After the failure of Operation Sonnenwende, Danzig was increasingly threatened. The Kriegsmarine made great efforts to rescue as many wounded and civilians as possible. In the course of a single day, 21 February, 51,000 were brought out. The Nazi authorities estimated that only 150,000 remained to be evacuated, but a week later they found that Danzig now had a population of 1.2 million, of whom 530,000 were refugees. Greater efforts were made. On 8 March thirty-four trains of cattle trucks full of civilians left Pomerania for Mecklenburg, west of the Oder. Hitler wanted to move 150,000 refugees into Denmark. Two days later instructions were issued: ‘The Führer has ordered that from now on Copenhagen is to become a target sanctuary.’ Also on 10 March, the estimated running total of German refugees from the eastern provinces rose to 11 million people.
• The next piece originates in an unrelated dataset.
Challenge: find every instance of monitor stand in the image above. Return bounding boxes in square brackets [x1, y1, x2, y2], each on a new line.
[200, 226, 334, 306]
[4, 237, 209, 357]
Yet even while the city of Danzig swarmed with frightened refugees desperate to escape, vile work continued in the Danzig Anatomical Medical Institute. After the Red Army captured the city a special commission was sent there to investigate the manufacture of soap and leather from ‘corpses of citizens of the USSR, Poland and other countries killed in German concentration camps’. In 1943 Professor Spanner and Assistant Professor Volman had begun to experiment. They then built special facilities for production. ‘The examination of the premises of the Anatomical Institute revealed 148 human corpses which were stored for the production of soap of which 126 were male corpses, eighteen female and four children. Eighty male corpses and two female corpses were without heads. Eighty-nine human heads were also found.’ All corpses and heads were stored in metal containers in an alcohol-carbolic solution. It appears that most of the corpses came from Stutthof concentration camp, near the city. ‘The executed people whose corpses were used for making soap were of different nationalities, but mostly Poles, Russians and Uzbeks.’ The work evidently received official approval, considering the high rank of its visitors. ‘The Anatomical Institute was visited by the Minister of Education Rust and Minister of Health Care Konti. Gauleiter of Danzig Albert Förster visited the institute in 1944, when soap was already being produced. He examined all the premises of the Anatomical Institute and I think that he knew about the production of soap from human corpses.’ The most astonishing aspects of this appalling story are that nothing was destroyed before the Red Army arrived and that Professor Spanner and his associates never faced charges after the war. The processing of corpses was not a crime.

Stutthof camp contained mainly Soviet prisoners and a number of Poles, a mixture of soldiers and Jews. Some 16,000 prisoners died in the camp from typhoid in six weeks. As the Red Army approached, prisoners were ordered to eliminate all traces. The crematorium was blown up and ten barrack blocks in which Jews had been kept were burned down. Apparently ordinary German soldiers were made to take part in the executions of Red Army prisoners of war and Soviet civilians.

Whether prompted by fear of retribution for war crimes or fear of the Bolsheviks and slave labour in Siberia, the exhausted Wehrmacht still marched and fought. ‘The Germans have not yet lost hope,’ stated a French intelligence analysis that February, ‘they don’t dare to.’ Soviet officers put it slightly differently: ‘Morale is low but discipline is strong.’